Court rules you can write about a company without getting its permission and that Google users aren't stupid
The Massachusetts Appeals Court today tossed a former Chinese dissident's trademark suit against a non-profit group that uses the Web to promote a video that is critical of her actions in Beijing in 1989.
In a 2-1 decision, the court said the Long Bow Group, of Brookline, was not trying to confuse people into thinking it was sponsored or in any way affiliated with Jenzabar, a software company founded by Ling Chai and that it has a right to write about Chai and her company, especially since earlier defamation claims were dismissed.

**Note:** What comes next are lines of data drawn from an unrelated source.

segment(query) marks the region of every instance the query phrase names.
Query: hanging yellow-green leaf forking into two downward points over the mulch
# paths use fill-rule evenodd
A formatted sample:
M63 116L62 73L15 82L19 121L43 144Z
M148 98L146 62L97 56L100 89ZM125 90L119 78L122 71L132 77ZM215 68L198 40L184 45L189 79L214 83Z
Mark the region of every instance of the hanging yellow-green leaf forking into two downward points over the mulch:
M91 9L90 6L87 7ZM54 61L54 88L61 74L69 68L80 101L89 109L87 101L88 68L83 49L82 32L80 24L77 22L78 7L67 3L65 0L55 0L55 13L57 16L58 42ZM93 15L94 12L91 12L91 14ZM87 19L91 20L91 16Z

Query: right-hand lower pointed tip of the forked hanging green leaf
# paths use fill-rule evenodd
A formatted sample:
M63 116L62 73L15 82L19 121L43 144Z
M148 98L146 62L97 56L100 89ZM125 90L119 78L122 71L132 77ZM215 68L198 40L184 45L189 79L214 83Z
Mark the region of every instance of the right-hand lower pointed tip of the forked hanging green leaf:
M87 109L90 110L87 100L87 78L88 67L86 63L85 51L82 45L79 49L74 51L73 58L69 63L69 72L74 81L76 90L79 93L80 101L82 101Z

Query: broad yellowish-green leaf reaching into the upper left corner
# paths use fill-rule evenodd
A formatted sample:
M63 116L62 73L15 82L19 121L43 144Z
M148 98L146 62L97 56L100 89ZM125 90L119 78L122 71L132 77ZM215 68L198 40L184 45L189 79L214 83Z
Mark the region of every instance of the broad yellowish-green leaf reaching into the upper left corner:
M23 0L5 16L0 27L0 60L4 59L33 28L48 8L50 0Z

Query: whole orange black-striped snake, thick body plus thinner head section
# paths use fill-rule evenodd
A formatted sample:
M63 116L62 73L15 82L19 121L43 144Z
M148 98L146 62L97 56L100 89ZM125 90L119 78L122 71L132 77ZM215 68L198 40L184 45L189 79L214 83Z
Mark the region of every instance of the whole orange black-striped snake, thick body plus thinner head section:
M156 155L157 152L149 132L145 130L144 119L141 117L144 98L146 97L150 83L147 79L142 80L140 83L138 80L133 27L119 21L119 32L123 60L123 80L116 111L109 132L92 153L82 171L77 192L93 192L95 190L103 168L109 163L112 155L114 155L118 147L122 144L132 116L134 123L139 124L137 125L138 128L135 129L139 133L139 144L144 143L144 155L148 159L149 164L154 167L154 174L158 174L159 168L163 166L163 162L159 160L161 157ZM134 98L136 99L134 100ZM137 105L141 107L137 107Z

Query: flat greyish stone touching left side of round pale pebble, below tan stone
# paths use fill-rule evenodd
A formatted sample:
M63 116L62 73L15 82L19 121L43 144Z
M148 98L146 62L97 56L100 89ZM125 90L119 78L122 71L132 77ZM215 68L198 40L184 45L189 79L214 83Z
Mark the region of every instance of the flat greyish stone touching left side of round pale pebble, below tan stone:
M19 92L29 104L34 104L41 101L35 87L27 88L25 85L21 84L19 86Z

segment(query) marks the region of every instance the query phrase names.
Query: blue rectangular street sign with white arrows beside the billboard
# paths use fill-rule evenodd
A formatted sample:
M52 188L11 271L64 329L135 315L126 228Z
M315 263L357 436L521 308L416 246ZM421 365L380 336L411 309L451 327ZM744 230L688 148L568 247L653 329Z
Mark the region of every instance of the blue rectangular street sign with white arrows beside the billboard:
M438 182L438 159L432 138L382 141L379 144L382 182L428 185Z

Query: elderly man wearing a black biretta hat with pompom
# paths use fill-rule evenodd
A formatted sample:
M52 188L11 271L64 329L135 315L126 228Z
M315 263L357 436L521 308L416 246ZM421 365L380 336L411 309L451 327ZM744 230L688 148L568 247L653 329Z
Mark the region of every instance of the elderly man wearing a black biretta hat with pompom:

Jenzabar argued that the simple fact that a Google search on "Jenzabar" would include a link to the video's Web site - and a specific page about Jenzabar on that site - was enough to confuse people using the search engine into thinking Jenzabar somehow approved of Long Bow's The Gate of Heavenly Peace video.
The court dismissed that, however, saying Jenzabar failed to provide the first shred of evidence that anybody actually had been confused by a Google link, that Jenzabar and Long Bow are in fundamentally different fields and that, in any case, somebody searching on a company's name might actually be looking for general information about the company, rather than simply searching for its home page.
An Internet user who runs a search even for an extremely strong trademark may be searching for information about the mark's holder rather than for the mark holder's official Web site. A search result leading to a third-party Web site that contains such information thus may not be confusing at all.